For Dr. Catharina Bening, of the Sus Tec Group at ETH, collaboration and alignment on key issues is critical to moving forward and achieving a circular economy:
“When you think about the shift to a circular economy – it is a paradigmatic shift. You can’t achieve it through incremental innovation at singular value chain steps, so you need the entire value chain to collaborate” she says.
“This is why I think CEFLEX is a wonderful example of trying to achieve a circular economy -because many stakeholders have lined up to make something happen that would not happen if each single company was trying to reach that goal.”
The CEFLEX initiative has set itself the ambitious ‘Mission Circular’ of enabling collection of all flexible packaging and recycle 80% of it into new valuable materials; becoming either new packaging or flowing back into the wider circular economy. To make it a reality, a 5-step roadmap to build a circular economy for flexible packaging has been endorsed by CEFLEX stakeholders, together with a set of actions needed by each part of the value chain to make it happen.
Impossible to achieve alone
Innovating and optimising as single companies, will not deliver the required shift to deliver them Dr. Bening suggests. Collaboration is key “to try and achieve something bigger, as an industry, because they can communicate, talk to each other” she says. Exchanging is vital to challenging existing assumptions Dr. Bening continues – which may be slowing the required innovation and mindset changes needed to move towards a circular economy.
“The mere fact that you have this communication platform is a big advantage in the competition of who reaches a circular economy solution; before it is too late from various perspectives”.
Understanding and alignment on critical issues
To support CEFLEX’s vision and help the entire value chain move forward as one, a report from ETH Zurich in collaboration with CEFLEX – and supported by the EIT Climate-KIC – examined the market and barriers. It combined market intelligence, analysis and interviews with stakeholders and additional external experts to clarify the most relevant barriers to a circular economy and table key issues to tackle.
A workshop with CEFLEX stakeholders in September 2019 further built on this – collecting and synthesising topics essential to realising the circular economy for flexible packaging that need alignment. The aim is to tackle each of them individually and to create considered and aligned positions on each topic so that these can guide transformation to a circular economy across the entire value chain.
The first dedicated workshop to an issue was held in late January 2020 and dedicated to building a common position on mono materials in flexible packaging. Marianne Kuhlmann from SusTec at ETH Zurich was a core part of the team moderating discussions of 25 participants from across the value chain.

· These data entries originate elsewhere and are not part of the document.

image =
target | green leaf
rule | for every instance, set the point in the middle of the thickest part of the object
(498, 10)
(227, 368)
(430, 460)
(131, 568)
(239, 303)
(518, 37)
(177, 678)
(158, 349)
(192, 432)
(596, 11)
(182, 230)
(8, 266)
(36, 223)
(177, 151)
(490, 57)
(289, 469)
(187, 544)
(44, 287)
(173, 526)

“For each topic where there are diverging opinions, we first work together to reveal our differences and create a common understanding. And then we work with all the stakeholders to draft a common position which the majority of stakeholders can agree upon” she explains.
Clarity and action
After a full day of tough discussions, the entire group were able to agree on a CEFLEX position statement, ‘Accelerating the circular economy for flexible packaging – a recommendation for recyclable mono-materials’. It has been shared with stakeholders and the CEFLEX steering committee and will be made available to the wider industry as part of a coordinated release along with future positions on alignment issues.
“I think what the position papers do is make the vision and goal of CEFLEX actionable. Because a goal and vision can be broad, but stakeholders and the whole industry need some guidance on how to actually get there. And the position statements make it clear” continues Marianne Kuhlmann.
The recommendations in this first position paper on mono materials chimes with another major deliverable from CEFLEX – a set of guidelines on flexible packaging design.
‘Designing for a Circular Economy’, is a set of comprehensive guidelines to help anyone working in the flexible packaging value chain design recyclable packaging solutions. One of the main points of the guidelines is that flexible packaging should be designed to meet its core function, protecting goods and reducing the risk of product waste.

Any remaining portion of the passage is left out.